Sunday, 28 June 2015

Sabah and Sarawak's right to say 'Sorry, no entry'

QUICK TAKE: The power to say, “Sorry, no entry” to anyone, including Malaysian citizens, into Sabah or Sarawak rests entirely in the hands of the director of immigration of these Borneo states who is to comply with the direction of the “State authority” which in effect means the chief minister.

The latest victim of this special immigration power, granted to the two states since the formation of Malaysia in September 1963, happens to be Seputeh Member of Parliament Teresa Kok who was denied entry when she landed at the Sandakan airport after a flight from Kuala Lumpur on Feb 4.

As usual and expected, there are protests over the incident but to no avail, because the state concerned does not even have to give a reason or explain such an action.

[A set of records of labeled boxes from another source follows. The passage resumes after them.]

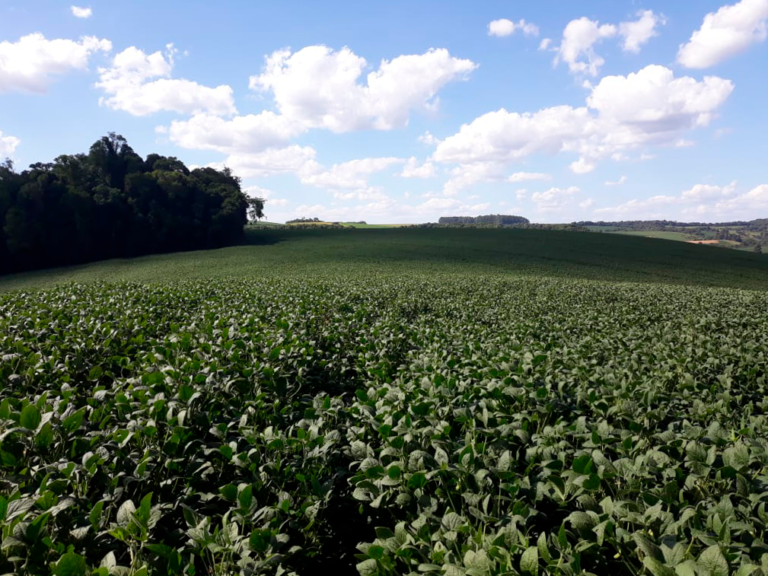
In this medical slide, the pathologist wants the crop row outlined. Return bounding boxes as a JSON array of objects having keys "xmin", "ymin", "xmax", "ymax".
[{"xmin": 0, "ymin": 275, "xmax": 768, "ymax": 576}]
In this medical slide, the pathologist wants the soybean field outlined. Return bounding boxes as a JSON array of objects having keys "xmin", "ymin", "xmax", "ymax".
[{"xmin": 0, "ymin": 229, "xmax": 768, "ymax": 576}]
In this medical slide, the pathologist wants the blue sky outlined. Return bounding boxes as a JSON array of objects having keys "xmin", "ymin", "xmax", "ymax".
[{"xmin": 0, "ymin": 0, "xmax": 768, "ymax": 223}]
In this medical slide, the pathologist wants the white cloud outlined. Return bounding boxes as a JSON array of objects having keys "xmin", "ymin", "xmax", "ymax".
[
  {"xmin": 680, "ymin": 181, "xmax": 736, "ymax": 202},
  {"xmin": 605, "ymin": 176, "xmax": 627, "ymax": 186},
  {"xmin": 507, "ymin": 172, "xmax": 552, "ymax": 182},
  {"xmin": 69, "ymin": 6, "xmax": 93, "ymax": 18},
  {"xmin": 400, "ymin": 156, "xmax": 435, "ymax": 178},
  {"xmin": 0, "ymin": 33, "xmax": 112, "ymax": 93},
  {"xmin": 595, "ymin": 196, "xmax": 678, "ymax": 220},
  {"xmin": 488, "ymin": 18, "xmax": 539, "ymax": 36},
  {"xmin": 243, "ymin": 185, "xmax": 291, "ymax": 208},
  {"xmin": 443, "ymin": 162, "xmax": 504, "ymax": 196},
  {"xmin": 210, "ymin": 144, "xmax": 319, "ymax": 179},
  {"xmin": 418, "ymin": 130, "xmax": 442, "ymax": 146},
  {"xmin": 272, "ymin": 195, "xmax": 498, "ymax": 223},
  {"xmin": 556, "ymin": 10, "xmax": 665, "ymax": 77},
  {"xmin": 249, "ymin": 46, "xmax": 477, "ymax": 132},
  {"xmin": 0, "ymin": 131, "xmax": 21, "ymax": 156},
  {"xmin": 555, "ymin": 17, "xmax": 618, "ymax": 76},
  {"xmin": 569, "ymin": 157, "xmax": 597, "ymax": 174},
  {"xmin": 619, "ymin": 10, "xmax": 666, "ymax": 53},
  {"xmin": 595, "ymin": 182, "xmax": 740, "ymax": 220},
  {"xmin": 712, "ymin": 184, "xmax": 768, "ymax": 214},
  {"xmin": 677, "ymin": 0, "xmax": 768, "ymax": 68},
  {"xmin": 162, "ymin": 46, "xmax": 476, "ymax": 155},
  {"xmin": 433, "ymin": 65, "xmax": 733, "ymax": 173},
  {"xmin": 168, "ymin": 111, "xmax": 304, "ymax": 154},
  {"xmin": 531, "ymin": 186, "xmax": 581, "ymax": 212},
  {"xmin": 96, "ymin": 44, "xmax": 237, "ymax": 116},
  {"xmin": 299, "ymin": 157, "xmax": 403, "ymax": 194}
]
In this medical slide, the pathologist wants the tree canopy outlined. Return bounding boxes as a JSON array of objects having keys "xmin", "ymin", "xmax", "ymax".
[{"xmin": 0, "ymin": 133, "xmax": 264, "ymax": 273}]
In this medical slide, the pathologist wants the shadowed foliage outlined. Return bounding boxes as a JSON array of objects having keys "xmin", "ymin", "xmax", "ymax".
[{"xmin": 0, "ymin": 133, "xmax": 264, "ymax": 273}]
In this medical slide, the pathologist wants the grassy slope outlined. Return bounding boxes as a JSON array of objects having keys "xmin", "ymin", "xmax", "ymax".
[{"xmin": 0, "ymin": 228, "xmax": 768, "ymax": 291}]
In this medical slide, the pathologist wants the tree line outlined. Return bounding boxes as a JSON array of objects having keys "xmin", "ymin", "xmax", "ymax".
[
  {"xmin": 0, "ymin": 133, "xmax": 264, "ymax": 273},
  {"xmin": 438, "ymin": 214, "xmax": 530, "ymax": 226}
]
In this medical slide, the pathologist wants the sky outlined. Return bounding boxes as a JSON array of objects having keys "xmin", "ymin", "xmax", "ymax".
[{"xmin": 0, "ymin": 0, "xmax": 768, "ymax": 223}]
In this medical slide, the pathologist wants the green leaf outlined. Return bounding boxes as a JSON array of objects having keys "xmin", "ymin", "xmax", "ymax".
[
  {"xmin": 53, "ymin": 552, "xmax": 88, "ymax": 576},
  {"xmin": 536, "ymin": 532, "xmax": 552, "ymax": 563},
  {"xmin": 19, "ymin": 404, "xmax": 43, "ymax": 430},
  {"xmin": 408, "ymin": 472, "xmax": 427, "ymax": 490},
  {"xmin": 35, "ymin": 422, "xmax": 54, "ymax": 449},
  {"xmin": 723, "ymin": 442, "xmax": 749, "ymax": 470},
  {"xmin": 61, "ymin": 408, "xmax": 85, "ymax": 434},
  {"xmin": 632, "ymin": 532, "xmax": 664, "ymax": 564},
  {"xmin": 88, "ymin": 501, "xmax": 104, "ymax": 531},
  {"xmin": 136, "ymin": 492, "xmax": 152, "ymax": 524},
  {"xmin": 0, "ymin": 398, "xmax": 11, "ymax": 420},
  {"xmin": 357, "ymin": 558, "xmax": 379, "ymax": 576},
  {"xmin": 696, "ymin": 544, "xmax": 729, "ymax": 576},
  {"xmin": 237, "ymin": 484, "xmax": 253, "ymax": 510},
  {"xmin": 219, "ymin": 484, "xmax": 237, "ymax": 502},
  {"xmin": 643, "ymin": 556, "xmax": 675, "ymax": 576},
  {"xmin": 520, "ymin": 546, "xmax": 539, "ymax": 574},
  {"xmin": 117, "ymin": 500, "xmax": 136, "ymax": 528}
]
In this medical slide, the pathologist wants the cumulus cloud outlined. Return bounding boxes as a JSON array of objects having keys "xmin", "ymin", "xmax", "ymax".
[
  {"xmin": 605, "ymin": 176, "xmax": 627, "ymax": 186},
  {"xmin": 443, "ymin": 162, "xmax": 504, "ymax": 196},
  {"xmin": 69, "ymin": 6, "xmax": 93, "ymax": 18},
  {"xmin": 243, "ymin": 185, "xmax": 290, "ymax": 208},
  {"xmin": 595, "ymin": 196, "xmax": 678, "ymax": 219},
  {"xmin": 556, "ymin": 10, "xmax": 665, "ymax": 76},
  {"xmin": 595, "ymin": 182, "xmax": 748, "ymax": 219},
  {"xmin": 712, "ymin": 184, "xmax": 768, "ymax": 218},
  {"xmin": 210, "ymin": 144, "xmax": 319, "ymax": 179},
  {"xmin": 249, "ymin": 46, "xmax": 477, "ymax": 132},
  {"xmin": 555, "ymin": 17, "xmax": 618, "ymax": 76},
  {"xmin": 488, "ymin": 18, "xmax": 539, "ymax": 36},
  {"xmin": 96, "ymin": 44, "xmax": 237, "ymax": 116},
  {"xmin": 680, "ymin": 181, "xmax": 736, "ymax": 202},
  {"xmin": 619, "ymin": 10, "xmax": 666, "ymax": 53},
  {"xmin": 418, "ymin": 130, "xmax": 441, "ymax": 146},
  {"xmin": 167, "ymin": 111, "xmax": 304, "ymax": 154},
  {"xmin": 298, "ymin": 157, "xmax": 403, "ymax": 192},
  {"xmin": 166, "ymin": 46, "xmax": 476, "ymax": 154},
  {"xmin": 433, "ymin": 65, "xmax": 733, "ymax": 173},
  {"xmin": 400, "ymin": 156, "xmax": 435, "ymax": 178},
  {"xmin": 281, "ymin": 195, "xmax": 490, "ymax": 223},
  {"xmin": 677, "ymin": 0, "xmax": 768, "ymax": 68},
  {"xmin": 0, "ymin": 131, "xmax": 21, "ymax": 160},
  {"xmin": 569, "ymin": 158, "xmax": 597, "ymax": 174},
  {"xmin": 507, "ymin": 172, "xmax": 552, "ymax": 182},
  {"xmin": 0, "ymin": 33, "xmax": 112, "ymax": 94},
  {"xmin": 531, "ymin": 186, "xmax": 581, "ymax": 212}
]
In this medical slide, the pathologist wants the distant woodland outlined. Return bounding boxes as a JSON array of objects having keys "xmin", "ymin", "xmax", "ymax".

For, under Section 65(1)(a) of the Immigration Act 1959/63, the state authority in Sabah or Sarawak has the right to restrict or cancel a permit, pass or certificate of anyone wishing to gain enter into that state.

This is a law applicable only to the East Malaysian states in recognition of the fact that immigration control was one of the top safeguards requested by Sabah and Sarawak leaders and this point was duly incorporated into the Immigration Act 1959 that was accordingly amended by Parliament in 1963.

In the months prior to the formation of Malaysia, there were genuine fears of people in Sarawak and Sabah that Malayans who were more advanced in education, commerce and industry, would flock into their states in large numbers and take away employment and other opportunities from the locals, considered as unfair competition then.

Over half a century down the line, this law is still firmly in place and from time to time the chief minister concerned would use it to bar the entry of individuals considered by him to be undesirable to the state, including leaders of opposition parties, like Teresa Kok.

And no one could do anything about it, not even the prime minister.

Last November when Negara-Ku Patron Datuk Ambiga Sreenevasan was denied entry into Sabah she described the ban as ridiculous saying, “I don't know what they are paranoid about in this day and age. These types of restrictions are meaningless, when there are other ways to go about it.”

She had suffered a similar restriction in April 2011 when disallowed to enter Kuching and put on the next flight back to Kuala Lumpur, her port of origin. She took the matter to the High Court in the nation's capital and was told by the court there that it had no jurisdiction to hear a Borneo case and dismissed her application.

Another who had a similar experience was PKR vice-president Tian Chua, who was denied entry into Sabah by the immigration authority in April 2013 and forced to take the next flight back to Kuala Lumpur the same day.

The display of this special power by the state authority of these two states is not confined only to social activists and opposition personalities, but to academicians as well. In late December last year, controversial academician Ridhuan Tee Abdullah was barred from entering Sarawak upon arrival at the Kuching International Airport.

Sarawak Immigration Department deputy director Hamfatullah Syawal Hamdan confirmed to Bernama in a report that his department had received instructions from the Chief Minister’s Office to stop Mohd Ridhuan from entering the state.

Mohd Ridhuan was scheduled to deliver a religious talk at the Lundu District Mosque. A source told Bernama that Chief Minister Tan Sri Adenan Satem was not in favour of Ridhuan's presence in Lundu and had instructed that the event be cancelled.

Two years ago, PKR vice-president Nurul Izzah Anwar was denied entry into Sabah because she was heading for an event in conjunction with the state level Kaamatan (harvest) festival in Penampang, near the state capital.

State Secretary Tan Sri Sukarti Wakiman explained in early June 2013 that the ban on Nurul Izzah was only for a single occasion, which was on the eve of the closing ceremony of the state level Kaamatan celebrations on May 30. He said the decision to bar her entry was done for security reason.

“There is no permanent ban on her or any other opposition leader coming into Sabah as long as they do not pose a security threat,” he was reported to have said then.

According to Sandakan Member of Parliament Stephen Wong, who was at the airport to receive Teresa Kok on Wednesday, the latter was scheduled to attend and witness the installation of DAP Sandakan Wanita wing that night.

In what way could the Seputeh MP be a security threat then?